Резкий ветер щедро сыпал в лицо холодными солёными брызгами, но я не обращал на это никакого внимания — всё оно было приковано к зарывающемуся в воду носу лодки. Рука моя крепко держала ручку одного из ящиков, время от времени я на автомате проверял прочность и надёжность узлов привязанных к ней верёвок. В ящике находились карабины и часть золота. Наконец вёсла гребцов стукнули о борт датского корабля, а сверху скинули две верёвочные лестницы. Белов и двое морпехов поднялись на палубу и принялись затягивать наверх первый ящик, я же страховал его снизу. Вскоре подошла и вторая лодка, я полез наверх, наблюдать за погрузкой на датчанина. Через некоторое время, когда все наши люди и груз были на палубе «Хуртига», из расступившейся толпы глазеющих на нас матросов вышел высокий и худющий человек. Я сразу же признал в нём капитана Ханса Йенсена, да кто же ещё это может быть, как не он?
— Lade penge! — хрипло каркнул Ханс, буравя нас взглядом огромных глаз, игравших двумя живыми самоцветами среди, казалось, грубо вырубленного из дерева лица.
— Отдай ему деньги за провоз, Пётр Лексеич, — проговорил мне Тимофей.
Я снял перекинутый через плечо ремень кошеля с серебром, подав его капитану. Тот, развязав тесёмку, заглянул внутрь и, оставшись довольным увиденным, важно кивнул мне и ушёл, прикрикнув на столпившихся матросов.
— Дисциплинка не то чтобы очень, — сказал по этому поводу один из морпехов, одетых в «золотые одежды», — Александр из Владимирской области.
Едва мы осмотрелись, как к нам приблизился моряк в кожаной куртке и войлочной шляпе с заломаными краями, судя по медному свистку — боцман.

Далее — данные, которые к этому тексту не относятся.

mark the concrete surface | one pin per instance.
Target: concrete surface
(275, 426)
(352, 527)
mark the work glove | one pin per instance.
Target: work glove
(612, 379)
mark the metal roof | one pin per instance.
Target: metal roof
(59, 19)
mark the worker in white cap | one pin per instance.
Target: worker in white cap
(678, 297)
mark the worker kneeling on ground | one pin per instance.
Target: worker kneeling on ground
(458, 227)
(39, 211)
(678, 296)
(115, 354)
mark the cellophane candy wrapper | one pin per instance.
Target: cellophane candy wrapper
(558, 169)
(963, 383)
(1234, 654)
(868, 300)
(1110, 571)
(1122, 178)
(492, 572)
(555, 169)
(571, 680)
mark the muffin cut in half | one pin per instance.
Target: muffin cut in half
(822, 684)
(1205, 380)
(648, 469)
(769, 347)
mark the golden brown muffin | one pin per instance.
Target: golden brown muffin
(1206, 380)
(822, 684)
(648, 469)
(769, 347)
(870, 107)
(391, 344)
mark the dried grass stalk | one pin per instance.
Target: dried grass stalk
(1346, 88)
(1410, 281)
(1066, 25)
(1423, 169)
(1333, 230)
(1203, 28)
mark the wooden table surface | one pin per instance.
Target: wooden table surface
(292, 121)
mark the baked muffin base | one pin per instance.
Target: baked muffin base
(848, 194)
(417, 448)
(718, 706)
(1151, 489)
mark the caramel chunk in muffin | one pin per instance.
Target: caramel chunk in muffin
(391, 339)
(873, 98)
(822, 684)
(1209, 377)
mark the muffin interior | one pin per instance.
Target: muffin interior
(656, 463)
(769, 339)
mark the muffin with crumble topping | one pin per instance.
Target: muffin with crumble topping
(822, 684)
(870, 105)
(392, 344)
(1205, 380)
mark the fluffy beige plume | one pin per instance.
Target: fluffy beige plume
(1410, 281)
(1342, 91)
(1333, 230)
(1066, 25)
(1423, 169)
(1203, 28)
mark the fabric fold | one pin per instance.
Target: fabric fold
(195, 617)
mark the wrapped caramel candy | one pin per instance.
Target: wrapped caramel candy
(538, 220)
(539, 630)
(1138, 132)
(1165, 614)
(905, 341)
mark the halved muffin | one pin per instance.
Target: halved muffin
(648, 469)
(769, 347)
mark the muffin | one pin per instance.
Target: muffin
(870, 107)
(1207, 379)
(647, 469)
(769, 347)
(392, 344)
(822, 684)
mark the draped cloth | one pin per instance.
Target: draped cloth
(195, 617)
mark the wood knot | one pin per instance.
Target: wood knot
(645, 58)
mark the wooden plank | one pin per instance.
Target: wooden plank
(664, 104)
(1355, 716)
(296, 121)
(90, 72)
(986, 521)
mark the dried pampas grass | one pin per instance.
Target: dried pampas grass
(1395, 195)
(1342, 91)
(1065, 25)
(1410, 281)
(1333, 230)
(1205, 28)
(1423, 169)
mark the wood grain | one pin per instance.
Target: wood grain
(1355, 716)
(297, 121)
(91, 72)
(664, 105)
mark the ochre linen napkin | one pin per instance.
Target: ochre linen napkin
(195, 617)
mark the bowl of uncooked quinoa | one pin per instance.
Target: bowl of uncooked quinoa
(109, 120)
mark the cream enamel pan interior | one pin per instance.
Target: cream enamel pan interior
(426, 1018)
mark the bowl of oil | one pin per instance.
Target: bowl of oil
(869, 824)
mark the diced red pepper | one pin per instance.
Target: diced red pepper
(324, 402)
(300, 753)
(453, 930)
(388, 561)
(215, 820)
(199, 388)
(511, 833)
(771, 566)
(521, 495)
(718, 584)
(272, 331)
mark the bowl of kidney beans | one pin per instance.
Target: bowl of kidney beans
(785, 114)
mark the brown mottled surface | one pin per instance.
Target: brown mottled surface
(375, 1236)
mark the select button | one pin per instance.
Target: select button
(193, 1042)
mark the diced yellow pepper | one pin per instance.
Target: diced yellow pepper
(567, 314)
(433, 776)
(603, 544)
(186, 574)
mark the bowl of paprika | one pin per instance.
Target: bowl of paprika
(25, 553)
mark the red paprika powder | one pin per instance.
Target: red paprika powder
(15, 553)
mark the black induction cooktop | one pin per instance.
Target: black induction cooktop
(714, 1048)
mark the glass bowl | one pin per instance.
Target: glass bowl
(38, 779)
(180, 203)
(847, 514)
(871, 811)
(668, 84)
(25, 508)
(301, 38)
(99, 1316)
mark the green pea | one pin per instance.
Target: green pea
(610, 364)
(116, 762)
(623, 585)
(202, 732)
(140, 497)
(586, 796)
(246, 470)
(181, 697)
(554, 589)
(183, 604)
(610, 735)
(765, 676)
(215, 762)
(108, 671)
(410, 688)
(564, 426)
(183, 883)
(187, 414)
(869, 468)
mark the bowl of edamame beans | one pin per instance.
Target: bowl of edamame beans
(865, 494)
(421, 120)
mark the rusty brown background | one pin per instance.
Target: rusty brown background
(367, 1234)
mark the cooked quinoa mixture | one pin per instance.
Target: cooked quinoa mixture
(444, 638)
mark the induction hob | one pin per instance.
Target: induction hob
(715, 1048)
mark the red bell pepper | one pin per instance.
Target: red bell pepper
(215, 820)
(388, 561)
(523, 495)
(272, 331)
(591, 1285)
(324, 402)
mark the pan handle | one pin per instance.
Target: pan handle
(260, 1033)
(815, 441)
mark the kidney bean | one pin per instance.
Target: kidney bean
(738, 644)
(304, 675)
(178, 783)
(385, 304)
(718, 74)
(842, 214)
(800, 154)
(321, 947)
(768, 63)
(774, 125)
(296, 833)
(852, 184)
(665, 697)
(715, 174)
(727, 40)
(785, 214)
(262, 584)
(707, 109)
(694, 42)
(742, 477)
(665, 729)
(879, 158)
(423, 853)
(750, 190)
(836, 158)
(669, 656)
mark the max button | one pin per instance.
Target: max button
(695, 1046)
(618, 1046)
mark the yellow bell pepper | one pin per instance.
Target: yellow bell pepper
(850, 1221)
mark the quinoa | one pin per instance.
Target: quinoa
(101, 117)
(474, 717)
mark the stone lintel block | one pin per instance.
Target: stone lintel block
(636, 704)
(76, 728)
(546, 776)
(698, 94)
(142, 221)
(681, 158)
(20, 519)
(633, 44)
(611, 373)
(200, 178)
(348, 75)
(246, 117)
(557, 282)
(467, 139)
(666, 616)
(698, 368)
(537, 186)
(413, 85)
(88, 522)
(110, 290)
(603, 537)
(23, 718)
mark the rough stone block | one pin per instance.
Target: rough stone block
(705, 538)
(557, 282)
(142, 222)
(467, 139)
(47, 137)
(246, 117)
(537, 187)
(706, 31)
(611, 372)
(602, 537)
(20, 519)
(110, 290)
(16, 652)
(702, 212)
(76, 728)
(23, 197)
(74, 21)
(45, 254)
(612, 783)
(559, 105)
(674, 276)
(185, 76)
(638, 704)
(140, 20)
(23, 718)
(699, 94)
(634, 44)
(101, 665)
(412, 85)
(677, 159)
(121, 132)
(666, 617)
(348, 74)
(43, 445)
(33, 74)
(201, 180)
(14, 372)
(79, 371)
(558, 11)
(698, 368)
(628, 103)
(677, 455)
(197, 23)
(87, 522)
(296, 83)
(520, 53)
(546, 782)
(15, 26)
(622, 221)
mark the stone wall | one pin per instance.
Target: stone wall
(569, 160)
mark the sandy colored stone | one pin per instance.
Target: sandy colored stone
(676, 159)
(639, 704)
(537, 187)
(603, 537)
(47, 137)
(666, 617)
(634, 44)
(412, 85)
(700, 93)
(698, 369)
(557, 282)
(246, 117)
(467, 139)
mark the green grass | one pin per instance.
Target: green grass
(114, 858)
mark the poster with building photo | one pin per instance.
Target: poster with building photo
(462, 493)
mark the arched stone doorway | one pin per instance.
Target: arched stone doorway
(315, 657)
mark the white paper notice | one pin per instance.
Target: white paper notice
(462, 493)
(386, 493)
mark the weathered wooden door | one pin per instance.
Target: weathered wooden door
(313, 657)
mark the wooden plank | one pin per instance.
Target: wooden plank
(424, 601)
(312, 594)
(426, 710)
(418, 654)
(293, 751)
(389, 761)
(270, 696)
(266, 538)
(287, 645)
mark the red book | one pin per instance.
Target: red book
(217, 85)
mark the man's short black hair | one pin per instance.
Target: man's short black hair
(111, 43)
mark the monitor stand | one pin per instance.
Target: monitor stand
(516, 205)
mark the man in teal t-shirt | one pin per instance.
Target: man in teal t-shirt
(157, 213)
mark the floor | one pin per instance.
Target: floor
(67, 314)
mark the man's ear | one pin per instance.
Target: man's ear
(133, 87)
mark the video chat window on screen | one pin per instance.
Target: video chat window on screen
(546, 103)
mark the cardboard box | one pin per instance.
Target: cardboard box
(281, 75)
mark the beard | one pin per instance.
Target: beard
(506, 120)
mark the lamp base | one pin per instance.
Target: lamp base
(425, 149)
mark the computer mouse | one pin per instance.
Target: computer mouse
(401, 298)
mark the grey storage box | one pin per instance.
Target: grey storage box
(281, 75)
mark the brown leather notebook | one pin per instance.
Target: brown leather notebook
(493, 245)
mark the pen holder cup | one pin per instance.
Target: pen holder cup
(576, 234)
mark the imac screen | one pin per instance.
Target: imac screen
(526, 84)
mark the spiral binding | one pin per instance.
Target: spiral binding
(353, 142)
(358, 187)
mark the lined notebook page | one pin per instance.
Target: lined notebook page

Он, хмуро окинув нас оценивающим взглядом, жестами позвал нас за собой, приведя к кормовой надстройке. Нам полагалась вся правая её половина, как и договаривался Тимофей. Внутри изрядно воняло и было слишком душно. Стены были покрыты липкой чёрной смолой. Первое, что мы сделали, — немедленно отворили небольшие слюдяные оконца, чтобы пустить внутрь свежего воздуха Беломорья. Сваленные на топчанах тряпичные тюфяки, видимо самые чистые на этом корабле, мы немедленно и с немалой опаской вытащили наружу. Рассадник вони и клопов в нашем помещении был явно лишним. Дальнейший осмотр помещений, в которых нам придётся провести не один день, выявил, что полы в наших двух каютах не мыли, по всей видимости, с того момента, как корабль был спущен на воду. Тимофей тут же был послан за тряпками и вёдрами.